It’s been an emotional week for me. And that could be a part of the problem: Star Trek: Picard season 3 caught me at the right time.
I don’t think I’ve ever properly explained the impact that TNG made on my childhood. Without it, everything might’ve been different. Perhaps I would have been able to able to live out my dream of being a Las Vegas lounge singer in Carson City. Who knows? But alas, I watched it and now nearly 30 years after the show ended, I’m about to initiate mutually assured destruction with my employer. C’est la vie.
Now after the shitshow that was Picard seasons 1 and 2, the question we should ask ourselves is: “what makes us think that season three would be any different?”. And I’m not entirely sure I have a satisfying response. We’re only two episodes in for fuck’s sake.
But I will say this: season three already feels a bit dialed back. This is a good thing. If I’ve said this once, I’ve said it a million times: Star Trek works best on limited budget, reliant on big emotions and intriguing science fiction dilemmas.
NuTrek, however, has basically abandoned the “intriguing science fiction dilemmas” part in favor of intergalactic politics. Which is fine. That could be interesting, but in NuTrek, the United Federation of Planets usually comes across as just another dirty player on the chess board. This unfortunately contradicts everything that made Star Trek appealing to sci-fi fans initially.

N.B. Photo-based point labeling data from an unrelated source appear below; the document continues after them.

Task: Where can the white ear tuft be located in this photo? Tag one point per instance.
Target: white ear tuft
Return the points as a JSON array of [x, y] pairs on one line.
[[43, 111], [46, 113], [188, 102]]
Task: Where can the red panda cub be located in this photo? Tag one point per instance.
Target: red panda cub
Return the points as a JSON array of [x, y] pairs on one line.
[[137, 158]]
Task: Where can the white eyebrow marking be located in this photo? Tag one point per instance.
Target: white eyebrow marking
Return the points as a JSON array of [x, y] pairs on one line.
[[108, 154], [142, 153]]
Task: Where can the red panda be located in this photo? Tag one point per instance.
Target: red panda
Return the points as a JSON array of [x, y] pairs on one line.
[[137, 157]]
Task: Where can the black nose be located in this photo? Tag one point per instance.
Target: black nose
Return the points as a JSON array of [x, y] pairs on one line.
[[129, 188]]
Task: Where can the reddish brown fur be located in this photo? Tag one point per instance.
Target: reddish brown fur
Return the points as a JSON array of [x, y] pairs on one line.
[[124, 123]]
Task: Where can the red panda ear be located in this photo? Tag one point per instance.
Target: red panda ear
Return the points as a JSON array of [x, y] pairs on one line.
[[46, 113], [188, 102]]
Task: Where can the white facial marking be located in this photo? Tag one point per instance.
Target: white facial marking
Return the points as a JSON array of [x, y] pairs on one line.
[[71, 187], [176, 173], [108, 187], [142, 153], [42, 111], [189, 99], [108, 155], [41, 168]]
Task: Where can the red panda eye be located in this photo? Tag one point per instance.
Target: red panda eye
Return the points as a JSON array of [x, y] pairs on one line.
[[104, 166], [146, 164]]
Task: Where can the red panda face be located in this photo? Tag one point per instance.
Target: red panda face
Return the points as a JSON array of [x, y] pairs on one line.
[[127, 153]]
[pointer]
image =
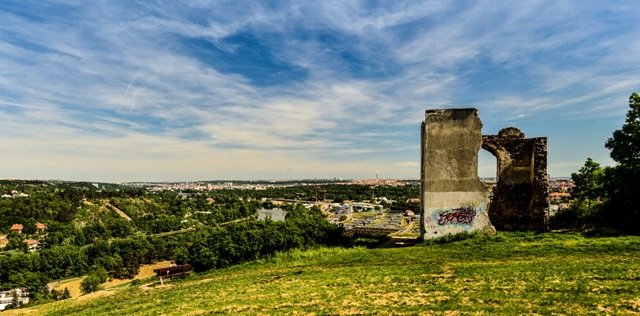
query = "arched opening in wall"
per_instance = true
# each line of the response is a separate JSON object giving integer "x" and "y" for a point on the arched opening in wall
{"x": 487, "y": 167}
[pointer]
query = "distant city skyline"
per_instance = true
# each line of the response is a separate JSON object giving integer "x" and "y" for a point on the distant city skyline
{"x": 184, "y": 91}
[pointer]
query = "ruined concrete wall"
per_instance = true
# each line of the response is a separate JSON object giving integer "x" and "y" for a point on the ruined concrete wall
{"x": 521, "y": 197}
{"x": 454, "y": 199}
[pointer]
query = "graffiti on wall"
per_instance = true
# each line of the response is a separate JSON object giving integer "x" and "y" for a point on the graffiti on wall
{"x": 457, "y": 216}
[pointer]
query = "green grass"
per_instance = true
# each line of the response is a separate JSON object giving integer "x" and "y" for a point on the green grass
{"x": 508, "y": 274}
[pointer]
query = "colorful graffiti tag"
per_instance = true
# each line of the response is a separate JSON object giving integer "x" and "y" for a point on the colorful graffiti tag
{"x": 462, "y": 215}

Fortunately in the Trek-verse there’s a film called Star Trek II: The Wrath of Khan which is usually considered the franchise’s finest hour. While the plot does involve a science fiction macguffin, the story itself is about aging, friendship, family, loss, and revenge. In short, it’s a space opera.

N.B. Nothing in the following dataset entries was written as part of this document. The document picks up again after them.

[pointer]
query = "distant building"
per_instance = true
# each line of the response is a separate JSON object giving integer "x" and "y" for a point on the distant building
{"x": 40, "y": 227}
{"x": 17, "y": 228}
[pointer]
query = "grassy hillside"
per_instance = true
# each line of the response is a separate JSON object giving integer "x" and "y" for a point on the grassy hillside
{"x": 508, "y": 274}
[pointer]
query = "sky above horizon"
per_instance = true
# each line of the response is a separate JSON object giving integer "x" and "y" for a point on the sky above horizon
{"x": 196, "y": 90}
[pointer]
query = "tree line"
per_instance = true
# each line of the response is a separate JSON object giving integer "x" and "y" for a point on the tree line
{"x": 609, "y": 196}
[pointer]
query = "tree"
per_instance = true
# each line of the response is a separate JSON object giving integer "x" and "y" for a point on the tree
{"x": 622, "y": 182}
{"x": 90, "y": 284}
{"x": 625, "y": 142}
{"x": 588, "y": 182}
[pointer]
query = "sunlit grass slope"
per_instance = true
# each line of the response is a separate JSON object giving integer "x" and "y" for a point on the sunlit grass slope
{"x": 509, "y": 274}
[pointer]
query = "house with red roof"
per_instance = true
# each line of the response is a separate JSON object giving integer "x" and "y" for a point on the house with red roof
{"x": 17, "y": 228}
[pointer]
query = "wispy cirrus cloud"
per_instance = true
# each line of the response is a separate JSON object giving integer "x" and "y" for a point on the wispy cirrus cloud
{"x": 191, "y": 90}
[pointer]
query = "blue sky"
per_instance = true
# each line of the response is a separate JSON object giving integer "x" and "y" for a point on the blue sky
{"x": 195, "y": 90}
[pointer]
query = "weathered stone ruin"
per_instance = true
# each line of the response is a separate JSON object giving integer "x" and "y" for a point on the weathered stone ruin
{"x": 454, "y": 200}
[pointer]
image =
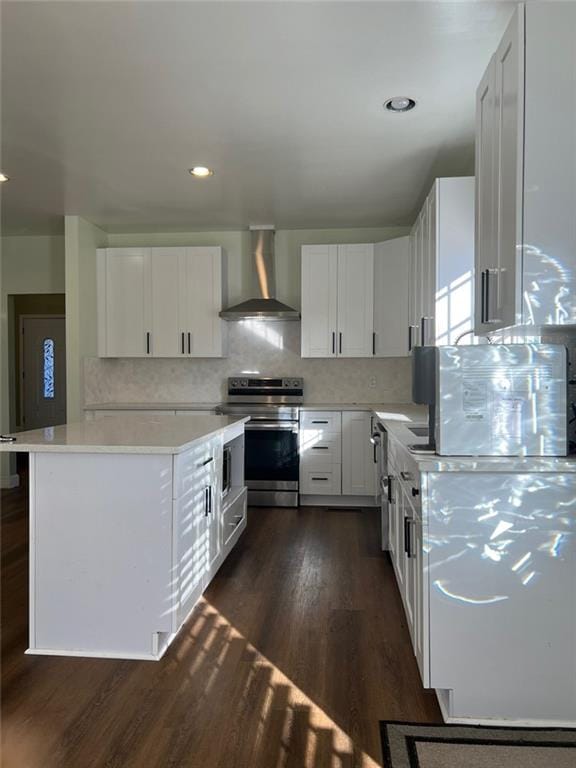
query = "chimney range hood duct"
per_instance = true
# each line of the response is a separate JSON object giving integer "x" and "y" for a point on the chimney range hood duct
{"x": 264, "y": 305}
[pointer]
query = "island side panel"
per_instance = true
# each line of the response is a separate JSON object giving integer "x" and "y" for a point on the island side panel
{"x": 101, "y": 578}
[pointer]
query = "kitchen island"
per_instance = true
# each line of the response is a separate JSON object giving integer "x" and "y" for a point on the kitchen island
{"x": 128, "y": 525}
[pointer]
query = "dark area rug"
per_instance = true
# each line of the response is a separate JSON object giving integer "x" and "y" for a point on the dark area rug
{"x": 416, "y": 745}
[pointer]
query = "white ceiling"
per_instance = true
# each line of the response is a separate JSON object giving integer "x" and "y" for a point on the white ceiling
{"x": 106, "y": 105}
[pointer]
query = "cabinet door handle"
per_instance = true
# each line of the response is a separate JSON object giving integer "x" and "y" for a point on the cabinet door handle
{"x": 407, "y": 536}
{"x": 490, "y": 317}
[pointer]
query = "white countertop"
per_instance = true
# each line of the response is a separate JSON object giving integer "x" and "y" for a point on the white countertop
{"x": 152, "y": 406}
{"x": 123, "y": 434}
{"x": 397, "y": 425}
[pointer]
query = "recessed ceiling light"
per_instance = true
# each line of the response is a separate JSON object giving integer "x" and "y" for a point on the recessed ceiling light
{"x": 399, "y": 104}
{"x": 201, "y": 172}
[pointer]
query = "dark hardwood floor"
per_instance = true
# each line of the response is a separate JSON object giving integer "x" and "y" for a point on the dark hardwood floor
{"x": 297, "y": 650}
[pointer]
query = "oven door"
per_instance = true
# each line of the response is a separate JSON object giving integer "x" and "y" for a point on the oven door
{"x": 271, "y": 462}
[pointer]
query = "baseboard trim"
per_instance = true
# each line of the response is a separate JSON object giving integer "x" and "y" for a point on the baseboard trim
{"x": 311, "y": 500}
{"x": 10, "y": 481}
{"x": 445, "y": 704}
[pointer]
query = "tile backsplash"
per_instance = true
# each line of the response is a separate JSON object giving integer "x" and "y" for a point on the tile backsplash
{"x": 258, "y": 348}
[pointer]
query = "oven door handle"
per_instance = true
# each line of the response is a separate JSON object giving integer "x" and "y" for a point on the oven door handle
{"x": 287, "y": 427}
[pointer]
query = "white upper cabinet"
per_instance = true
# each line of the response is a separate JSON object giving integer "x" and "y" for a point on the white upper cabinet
{"x": 337, "y": 300}
{"x": 166, "y": 329}
{"x": 526, "y": 174}
{"x": 124, "y": 302}
{"x": 356, "y": 300}
{"x": 201, "y": 301}
{"x": 486, "y": 201}
{"x": 392, "y": 276}
{"x": 319, "y": 300}
{"x": 160, "y": 302}
{"x": 442, "y": 265}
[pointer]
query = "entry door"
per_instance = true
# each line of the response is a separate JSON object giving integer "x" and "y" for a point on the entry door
{"x": 43, "y": 371}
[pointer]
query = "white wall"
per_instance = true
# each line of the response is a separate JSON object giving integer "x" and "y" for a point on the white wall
{"x": 82, "y": 239}
{"x": 28, "y": 264}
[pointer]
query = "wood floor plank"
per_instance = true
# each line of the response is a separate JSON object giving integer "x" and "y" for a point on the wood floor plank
{"x": 297, "y": 650}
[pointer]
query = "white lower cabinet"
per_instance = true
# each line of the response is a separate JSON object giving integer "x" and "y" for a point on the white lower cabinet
{"x": 336, "y": 455}
{"x": 123, "y": 545}
{"x": 406, "y": 548}
{"x": 488, "y": 602}
{"x": 202, "y": 522}
{"x": 358, "y": 456}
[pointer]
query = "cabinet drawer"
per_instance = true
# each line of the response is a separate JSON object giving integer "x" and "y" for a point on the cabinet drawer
{"x": 198, "y": 466}
{"x": 321, "y": 421}
{"x": 409, "y": 477}
{"x": 319, "y": 452}
{"x": 321, "y": 482}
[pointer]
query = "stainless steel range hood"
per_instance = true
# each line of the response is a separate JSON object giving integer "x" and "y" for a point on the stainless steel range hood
{"x": 264, "y": 305}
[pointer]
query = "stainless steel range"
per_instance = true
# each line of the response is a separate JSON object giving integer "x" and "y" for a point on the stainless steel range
{"x": 271, "y": 439}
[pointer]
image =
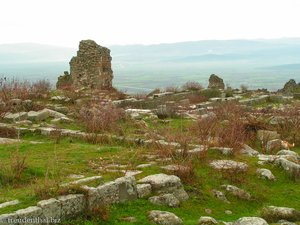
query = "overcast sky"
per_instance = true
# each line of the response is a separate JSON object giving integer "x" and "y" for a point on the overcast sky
{"x": 66, "y": 22}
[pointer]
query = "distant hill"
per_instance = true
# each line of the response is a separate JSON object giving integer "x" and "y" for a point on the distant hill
{"x": 256, "y": 63}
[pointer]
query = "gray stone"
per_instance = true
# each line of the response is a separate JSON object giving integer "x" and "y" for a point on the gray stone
{"x": 51, "y": 208}
{"x": 164, "y": 218}
{"x": 72, "y": 205}
{"x": 38, "y": 116}
{"x": 207, "y": 220}
{"x": 32, "y": 214}
{"x": 250, "y": 221}
{"x": 265, "y": 174}
{"x": 105, "y": 194}
{"x": 229, "y": 165}
{"x": 7, "y": 141}
{"x": 165, "y": 199}
{"x": 290, "y": 167}
{"x": 273, "y": 145}
{"x": 162, "y": 183}
{"x": 238, "y": 192}
{"x": 13, "y": 117}
{"x": 228, "y": 212}
{"x": 8, "y": 219}
{"x": 274, "y": 213}
{"x": 143, "y": 190}
{"x": 127, "y": 188}
{"x": 266, "y": 135}
{"x": 288, "y": 152}
{"x": 247, "y": 150}
{"x": 216, "y": 82}
{"x": 220, "y": 195}
{"x": 82, "y": 181}
{"x": 91, "y": 68}
{"x": 223, "y": 150}
{"x": 5, "y": 204}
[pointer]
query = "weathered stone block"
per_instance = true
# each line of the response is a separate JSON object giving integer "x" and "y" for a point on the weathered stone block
{"x": 72, "y": 205}
{"x": 51, "y": 208}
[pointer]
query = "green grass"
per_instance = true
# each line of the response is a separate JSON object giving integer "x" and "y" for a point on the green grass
{"x": 71, "y": 156}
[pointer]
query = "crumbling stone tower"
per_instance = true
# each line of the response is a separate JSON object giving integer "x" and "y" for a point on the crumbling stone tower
{"x": 91, "y": 68}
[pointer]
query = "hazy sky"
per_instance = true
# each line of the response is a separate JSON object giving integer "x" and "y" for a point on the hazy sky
{"x": 66, "y": 22}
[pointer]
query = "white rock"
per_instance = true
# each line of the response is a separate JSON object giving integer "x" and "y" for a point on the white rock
{"x": 32, "y": 214}
{"x": 250, "y": 221}
{"x": 164, "y": 218}
{"x": 163, "y": 183}
{"x": 281, "y": 213}
{"x": 247, "y": 150}
{"x": 229, "y": 165}
{"x": 5, "y": 204}
{"x": 165, "y": 199}
{"x": 265, "y": 174}
{"x": 143, "y": 190}
{"x": 207, "y": 220}
{"x": 13, "y": 117}
{"x": 72, "y": 205}
{"x": 51, "y": 208}
{"x": 238, "y": 192}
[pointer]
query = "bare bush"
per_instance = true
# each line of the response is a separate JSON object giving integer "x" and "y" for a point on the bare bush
{"x": 12, "y": 173}
{"x": 11, "y": 89}
{"x": 289, "y": 123}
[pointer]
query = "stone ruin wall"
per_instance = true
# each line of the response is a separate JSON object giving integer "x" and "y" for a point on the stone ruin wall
{"x": 91, "y": 68}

So if you’re a NuTrek producer and you know that the quality of your product has been shit the past two seasons, what do you do? The answer is you steal from the best. While The Next Generation films are considered a disappointment, we’re finally given a real taste of what that universe would look like had Rick Berman and company handled the movies properly, albeit on Paramount+. And in my view, kudos to Alex Kurtzman and Terry Matalas for unapologetically ripping off Star Trek II.

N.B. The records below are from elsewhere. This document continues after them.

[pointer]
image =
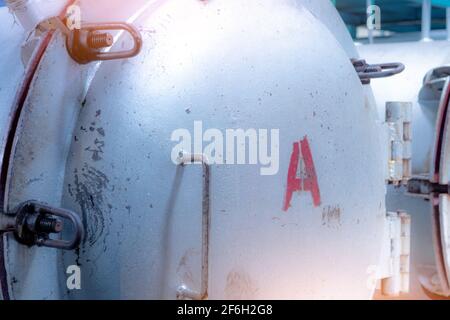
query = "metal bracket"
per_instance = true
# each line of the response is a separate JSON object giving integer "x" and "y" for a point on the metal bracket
{"x": 366, "y": 71}
{"x": 34, "y": 222}
{"x": 399, "y": 119}
{"x": 423, "y": 187}
{"x": 394, "y": 270}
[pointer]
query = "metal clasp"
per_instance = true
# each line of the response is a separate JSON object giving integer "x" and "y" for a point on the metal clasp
{"x": 366, "y": 71}
{"x": 34, "y": 222}
{"x": 85, "y": 45}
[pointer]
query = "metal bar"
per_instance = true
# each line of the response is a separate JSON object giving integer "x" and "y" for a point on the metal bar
{"x": 183, "y": 291}
{"x": 370, "y": 30}
{"x": 426, "y": 20}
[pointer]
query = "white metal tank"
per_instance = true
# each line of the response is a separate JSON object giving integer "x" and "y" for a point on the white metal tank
{"x": 424, "y": 84}
{"x": 304, "y": 218}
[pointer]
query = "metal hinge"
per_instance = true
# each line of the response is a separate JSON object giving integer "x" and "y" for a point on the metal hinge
{"x": 33, "y": 223}
{"x": 394, "y": 270}
{"x": 398, "y": 119}
{"x": 366, "y": 71}
{"x": 423, "y": 187}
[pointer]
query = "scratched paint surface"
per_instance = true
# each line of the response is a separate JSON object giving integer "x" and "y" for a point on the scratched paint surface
{"x": 260, "y": 71}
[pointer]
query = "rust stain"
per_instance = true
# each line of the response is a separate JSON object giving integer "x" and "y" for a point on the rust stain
{"x": 240, "y": 286}
{"x": 331, "y": 216}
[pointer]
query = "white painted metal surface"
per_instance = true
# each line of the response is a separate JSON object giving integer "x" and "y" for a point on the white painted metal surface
{"x": 11, "y": 36}
{"x": 107, "y": 155}
{"x": 30, "y": 13}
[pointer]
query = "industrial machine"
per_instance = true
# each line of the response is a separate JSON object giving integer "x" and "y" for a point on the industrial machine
{"x": 196, "y": 150}
{"x": 425, "y": 84}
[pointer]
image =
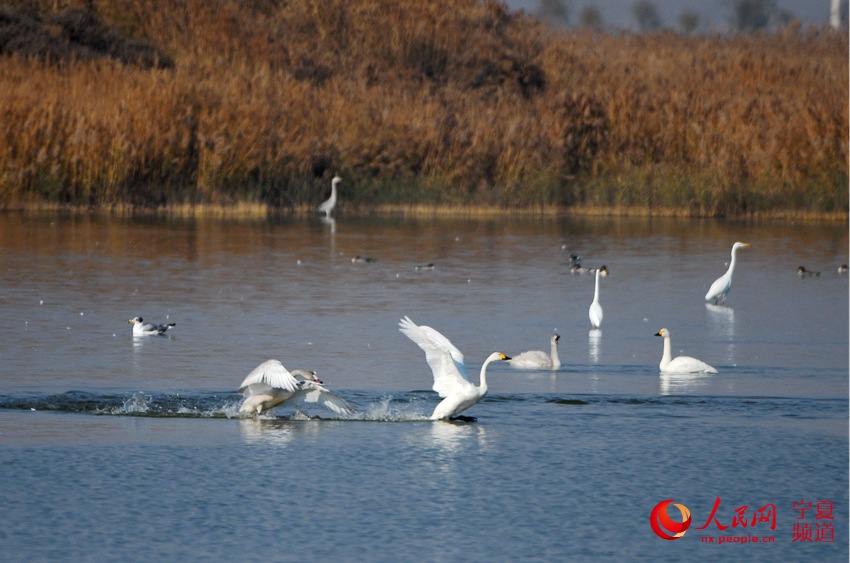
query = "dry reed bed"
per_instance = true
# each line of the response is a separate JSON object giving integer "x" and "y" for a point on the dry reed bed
{"x": 428, "y": 103}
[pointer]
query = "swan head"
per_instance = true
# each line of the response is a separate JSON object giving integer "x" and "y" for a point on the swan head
{"x": 497, "y": 356}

In fact, they’re not only ripping off Star Trek II, but they’re ripping off the entirety of the TOS movies right down to lines of dialogue and sound effects. And I don’t have a problem with any of it.
This means that someone from the TNG crew…probably Picard…will get a glorious death scene and I am not prepared for it. In fact, I nearly cried when they started using the First Contact theme, which is one of my favorites, for the end credits.
Despite all of my bitching about NuTrek, if producers keep up the quality from the first two episodes, then guys…I’m telling you: I’m just not ready for it to end.